Report: Pilot in plane crash that killed former Vancouver man was intoxicated
Originally published March 6, 2013 at 10:15 a.m., updated March 6, 2013 at 6:09 p.m.
The pilot in a fatal airplane crash last year near North Bend was intoxicated, according to an investigative report by the National Transportation Safety Board. The crash killed all three on board, including a former champion swimmer from Hudson's Bay High School.
The investigation shows that the four-seat plane did not malfunction before it crashed into Mount Si on Feb. 15, 2012. The report said the pilot, earlier identified as Rob Marshall Hill, registered a 0.15 percent blood alcohol content.
Air safety investigators concluded their investigation last month and have forwarded the report to the agency's headquarters in Washington D.C., which will review the report and have the final word in determining the cause of the crash.
Former Vancouver resident Seth Dawson, 31, was a passenger in the plane and was killed in the crash.
In high school, Dawson claimed three state titles and went on to swim at Cal State Bakersfield. He later became a swim coach at Kentlake High School in Kent.
The other victims of the crash were previously identified as Hill, a 30-year-old swim coach at Decatur High School in Federal Way, and Liz Redling, 29, of Federal Way.
Hill held a commercial pilot's certificate and a flight instructor certificate, and was issued a first-class airman medical certificate in August 2007.
The investigation, which was made public last month, gives clues into what led up to the crash. The report offers the following account of the evening of Feb. 14, 2012, and the early hours of the next day:
According to one of the passenger's family members, Hill, Dawson and Redling attended a hockey game that started at 7:30 p.m., and following the game, the three went to dinner.

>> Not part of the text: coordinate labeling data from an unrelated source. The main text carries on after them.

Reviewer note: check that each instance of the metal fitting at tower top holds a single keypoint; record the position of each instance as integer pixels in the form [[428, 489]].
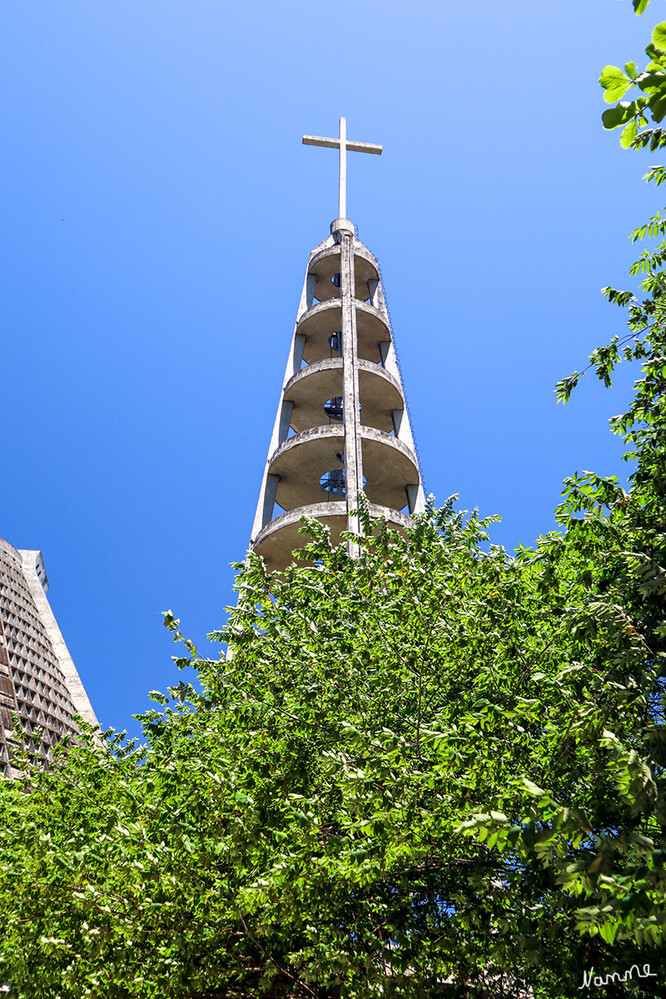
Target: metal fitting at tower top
[[342, 424]]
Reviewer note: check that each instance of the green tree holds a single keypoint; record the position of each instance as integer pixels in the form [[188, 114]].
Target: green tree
[[301, 825]]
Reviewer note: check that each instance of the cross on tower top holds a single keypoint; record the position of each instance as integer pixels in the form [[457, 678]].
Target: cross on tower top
[[343, 144]]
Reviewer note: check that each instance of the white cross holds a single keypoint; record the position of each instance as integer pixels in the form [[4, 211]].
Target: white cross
[[343, 145]]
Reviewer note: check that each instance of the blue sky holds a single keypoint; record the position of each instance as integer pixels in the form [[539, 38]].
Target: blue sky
[[158, 209]]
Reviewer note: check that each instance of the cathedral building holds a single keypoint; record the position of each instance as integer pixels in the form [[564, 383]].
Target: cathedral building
[[39, 683], [342, 424]]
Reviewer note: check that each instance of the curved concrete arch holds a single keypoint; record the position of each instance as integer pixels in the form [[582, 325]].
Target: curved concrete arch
[[281, 536], [324, 319], [300, 462], [313, 386], [326, 264]]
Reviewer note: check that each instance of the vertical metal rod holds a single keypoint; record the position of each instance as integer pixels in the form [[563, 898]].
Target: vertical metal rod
[[350, 387], [342, 199]]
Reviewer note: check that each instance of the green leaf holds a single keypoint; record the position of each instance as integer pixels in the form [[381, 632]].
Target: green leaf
[[628, 134], [619, 115], [615, 83], [533, 789]]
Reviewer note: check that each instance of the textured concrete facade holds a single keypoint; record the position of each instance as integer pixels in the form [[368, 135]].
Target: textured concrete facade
[[39, 683], [342, 423]]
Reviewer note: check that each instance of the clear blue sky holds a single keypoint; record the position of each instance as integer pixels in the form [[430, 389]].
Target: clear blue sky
[[158, 209]]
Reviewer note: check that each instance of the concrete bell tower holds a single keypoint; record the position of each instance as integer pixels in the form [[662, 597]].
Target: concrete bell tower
[[342, 423]]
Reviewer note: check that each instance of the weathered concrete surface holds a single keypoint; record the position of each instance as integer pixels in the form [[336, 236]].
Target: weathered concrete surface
[[281, 536], [374, 442], [38, 680]]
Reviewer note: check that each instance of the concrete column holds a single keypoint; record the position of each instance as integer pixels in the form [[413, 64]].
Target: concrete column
[[350, 388]]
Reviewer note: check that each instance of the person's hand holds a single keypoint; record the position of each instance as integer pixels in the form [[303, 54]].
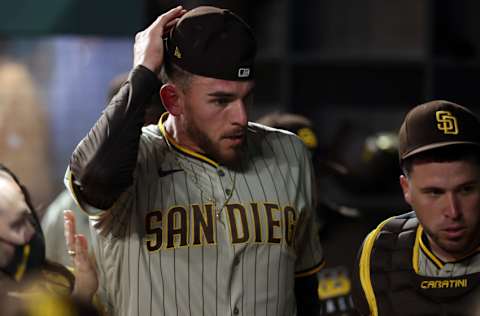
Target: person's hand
[[148, 49], [86, 282]]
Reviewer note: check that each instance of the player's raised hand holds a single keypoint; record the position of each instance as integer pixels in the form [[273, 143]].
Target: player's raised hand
[[86, 282], [148, 49]]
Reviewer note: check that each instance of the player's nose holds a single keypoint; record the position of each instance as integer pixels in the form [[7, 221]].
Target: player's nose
[[453, 208], [239, 113]]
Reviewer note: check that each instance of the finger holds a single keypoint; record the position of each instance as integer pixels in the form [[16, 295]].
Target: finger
[[81, 248], [70, 230]]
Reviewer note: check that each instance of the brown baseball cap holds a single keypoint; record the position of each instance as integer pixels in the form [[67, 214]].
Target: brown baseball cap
[[437, 124], [213, 42]]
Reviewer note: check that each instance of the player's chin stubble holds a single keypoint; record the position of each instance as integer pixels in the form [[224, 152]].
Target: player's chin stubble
[[230, 157]]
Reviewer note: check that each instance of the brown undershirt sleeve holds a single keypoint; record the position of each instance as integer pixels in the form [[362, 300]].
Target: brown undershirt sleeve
[[102, 165]]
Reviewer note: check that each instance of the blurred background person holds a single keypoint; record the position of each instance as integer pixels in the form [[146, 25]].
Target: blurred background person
[[360, 168], [24, 134], [24, 270]]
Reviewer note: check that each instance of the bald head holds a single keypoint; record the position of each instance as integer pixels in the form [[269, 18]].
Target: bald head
[[16, 226]]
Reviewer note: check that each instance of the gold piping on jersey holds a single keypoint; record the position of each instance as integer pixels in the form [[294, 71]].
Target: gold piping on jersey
[[416, 249], [365, 268], [311, 271], [23, 265], [180, 148], [427, 251]]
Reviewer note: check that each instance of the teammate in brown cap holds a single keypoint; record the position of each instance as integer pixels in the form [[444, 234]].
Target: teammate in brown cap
[[427, 262], [204, 213]]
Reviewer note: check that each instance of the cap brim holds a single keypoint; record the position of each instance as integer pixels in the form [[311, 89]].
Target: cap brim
[[437, 145]]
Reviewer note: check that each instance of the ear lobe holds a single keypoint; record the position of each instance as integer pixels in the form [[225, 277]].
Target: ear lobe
[[171, 99], [405, 188]]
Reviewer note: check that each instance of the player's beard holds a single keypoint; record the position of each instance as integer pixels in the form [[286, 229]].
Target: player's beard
[[456, 248], [212, 149]]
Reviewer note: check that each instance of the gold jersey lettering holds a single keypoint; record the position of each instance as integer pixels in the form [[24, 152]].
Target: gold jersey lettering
[[271, 210], [177, 227], [203, 224], [238, 223]]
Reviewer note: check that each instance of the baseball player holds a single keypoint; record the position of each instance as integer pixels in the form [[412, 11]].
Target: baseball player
[[427, 262], [204, 213], [53, 221]]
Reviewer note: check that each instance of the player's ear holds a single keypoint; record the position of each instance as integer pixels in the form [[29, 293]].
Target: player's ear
[[405, 188], [171, 99]]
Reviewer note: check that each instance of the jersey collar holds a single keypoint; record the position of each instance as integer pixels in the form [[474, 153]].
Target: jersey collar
[[172, 143], [421, 245]]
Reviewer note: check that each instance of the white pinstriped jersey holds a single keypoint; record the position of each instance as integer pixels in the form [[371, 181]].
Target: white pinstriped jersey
[[190, 237]]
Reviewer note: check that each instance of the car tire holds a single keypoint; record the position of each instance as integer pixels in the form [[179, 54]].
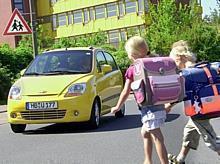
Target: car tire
[[95, 115], [121, 112], [18, 128]]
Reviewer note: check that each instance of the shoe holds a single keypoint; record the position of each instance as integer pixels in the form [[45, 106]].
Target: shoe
[[173, 159], [218, 139]]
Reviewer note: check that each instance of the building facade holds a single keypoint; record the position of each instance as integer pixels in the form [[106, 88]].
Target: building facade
[[6, 9], [117, 18], [77, 18]]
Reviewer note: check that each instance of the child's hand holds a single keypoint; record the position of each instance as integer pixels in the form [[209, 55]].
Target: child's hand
[[168, 108], [114, 110]]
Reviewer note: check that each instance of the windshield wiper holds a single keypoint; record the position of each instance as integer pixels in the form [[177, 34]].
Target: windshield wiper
[[33, 73], [62, 72]]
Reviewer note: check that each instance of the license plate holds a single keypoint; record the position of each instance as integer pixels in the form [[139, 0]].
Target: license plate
[[41, 105]]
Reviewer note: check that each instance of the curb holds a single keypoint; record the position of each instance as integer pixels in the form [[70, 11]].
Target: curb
[[3, 108]]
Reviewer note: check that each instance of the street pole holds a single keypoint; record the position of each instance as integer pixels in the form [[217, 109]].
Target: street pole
[[33, 24]]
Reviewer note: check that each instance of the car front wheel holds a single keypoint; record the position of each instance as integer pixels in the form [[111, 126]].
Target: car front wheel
[[121, 112], [18, 128], [95, 115]]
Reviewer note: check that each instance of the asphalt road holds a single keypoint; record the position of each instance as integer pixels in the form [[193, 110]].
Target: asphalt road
[[117, 141]]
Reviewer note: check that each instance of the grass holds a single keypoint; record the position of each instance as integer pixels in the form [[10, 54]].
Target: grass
[[3, 102]]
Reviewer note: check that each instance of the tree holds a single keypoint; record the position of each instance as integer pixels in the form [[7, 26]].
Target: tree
[[171, 22]]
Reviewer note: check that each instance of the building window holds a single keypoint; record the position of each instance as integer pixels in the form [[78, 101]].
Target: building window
[[146, 6], [100, 12], [70, 18], [91, 14], [123, 35], [52, 2], [142, 30], [46, 19], [111, 10], [77, 16], [121, 9], [54, 22], [130, 6], [140, 6], [85, 15], [19, 5], [114, 37], [62, 19]]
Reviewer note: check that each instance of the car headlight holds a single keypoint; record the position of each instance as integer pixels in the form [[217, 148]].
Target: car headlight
[[15, 93], [76, 89]]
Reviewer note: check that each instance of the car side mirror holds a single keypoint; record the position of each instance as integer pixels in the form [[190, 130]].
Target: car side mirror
[[22, 72], [106, 68]]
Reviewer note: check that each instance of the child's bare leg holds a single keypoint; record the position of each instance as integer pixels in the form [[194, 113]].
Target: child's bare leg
[[183, 153], [147, 146], [160, 146]]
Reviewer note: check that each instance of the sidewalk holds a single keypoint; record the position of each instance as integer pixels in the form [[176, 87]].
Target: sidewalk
[[3, 108]]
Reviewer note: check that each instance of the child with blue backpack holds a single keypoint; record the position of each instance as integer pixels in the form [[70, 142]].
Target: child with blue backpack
[[153, 117], [194, 127]]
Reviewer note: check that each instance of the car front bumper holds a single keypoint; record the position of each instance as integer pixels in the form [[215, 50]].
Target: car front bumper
[[70, 109]]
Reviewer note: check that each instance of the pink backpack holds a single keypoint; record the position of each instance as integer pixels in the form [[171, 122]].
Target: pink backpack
[[156, 81]]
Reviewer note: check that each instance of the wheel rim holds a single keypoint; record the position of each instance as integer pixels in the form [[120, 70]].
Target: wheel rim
[[123, 110], [97, 116]]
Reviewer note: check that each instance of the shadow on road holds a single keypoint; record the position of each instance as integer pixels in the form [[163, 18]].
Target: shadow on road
[[172, 117], [108, 123]]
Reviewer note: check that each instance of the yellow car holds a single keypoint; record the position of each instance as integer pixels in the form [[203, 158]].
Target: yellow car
[[65, 85]]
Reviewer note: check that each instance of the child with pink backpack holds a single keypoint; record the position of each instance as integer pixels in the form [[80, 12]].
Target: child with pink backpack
[[153, 116]]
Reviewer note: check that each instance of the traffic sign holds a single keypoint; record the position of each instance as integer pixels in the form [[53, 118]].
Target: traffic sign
[[17, 25]]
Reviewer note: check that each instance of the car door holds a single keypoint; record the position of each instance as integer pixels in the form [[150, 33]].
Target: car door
[[102, 82], [115, 81]]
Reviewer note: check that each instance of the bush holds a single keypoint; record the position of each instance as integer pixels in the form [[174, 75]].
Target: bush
[[5, 82]]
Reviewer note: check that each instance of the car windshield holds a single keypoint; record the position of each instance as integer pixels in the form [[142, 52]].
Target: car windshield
[[61, 62]]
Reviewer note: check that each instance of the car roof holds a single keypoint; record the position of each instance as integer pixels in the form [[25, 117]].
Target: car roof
[[73, 48]]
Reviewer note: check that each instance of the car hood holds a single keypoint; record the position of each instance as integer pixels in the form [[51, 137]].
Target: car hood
[[46, 85]]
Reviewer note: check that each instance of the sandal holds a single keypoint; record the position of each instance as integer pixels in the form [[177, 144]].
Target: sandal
[[173, 159]]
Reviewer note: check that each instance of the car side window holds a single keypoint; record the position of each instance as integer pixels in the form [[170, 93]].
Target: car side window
[[100, 59], [111, 61]]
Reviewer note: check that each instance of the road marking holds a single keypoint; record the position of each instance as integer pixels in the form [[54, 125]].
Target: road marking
[[3, 118]]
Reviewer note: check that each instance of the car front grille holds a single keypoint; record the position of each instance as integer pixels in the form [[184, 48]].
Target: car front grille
[[43, 115]]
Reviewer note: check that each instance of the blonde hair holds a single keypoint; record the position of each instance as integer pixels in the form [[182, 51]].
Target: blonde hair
[[181, 48], [134, 45]]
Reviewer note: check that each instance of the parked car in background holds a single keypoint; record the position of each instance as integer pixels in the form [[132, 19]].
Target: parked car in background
[[65, 85]]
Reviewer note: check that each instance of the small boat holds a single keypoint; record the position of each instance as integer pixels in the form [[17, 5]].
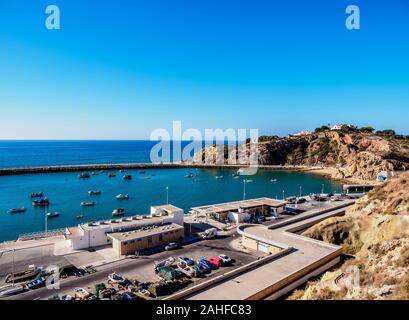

Though there was no flight plan filed, the fixed-gear Cessna 172S airplane took off from Renton Municipal Airport at 1:35 a.m.
A witness saw the plane flying as low as 1,000 feet above the ground, approaching North Bend. Another witness reported seeing the lights of the plane about 300 to 500 feet above the ground and then heard a loud pop before the engine noise stopped.
Several witnesses reported hearing the crash at 1:54 a.m. on the western face of Mount Si.
An examination of the wreckage revealed that there was no evidence of mechanical malfunction or failure with the airframe or engine prior to impact, the report said.
Hill's 0.15 blood alcohol content was well above federal regulations, which prohibit any crew member of a civil aircraft from having a blood alcohol content of .04 percent or more.
Also in Hill's system was 6.8 mg/L of dipehnhydramine, an antihistamine mainly used to treat allergies.
State Patrol Toxicology Lab supervisor Brian Capron said that a 50 mg tablet of the drug produces a detection of .08 mg/L in the blood after three hours.
"That amount is much higher than a normal dose that one would take for allergies," he said.
Hill also had 92.08 mg/dL of acetaminophen in his urine, but Capron said that is not an impairing substance.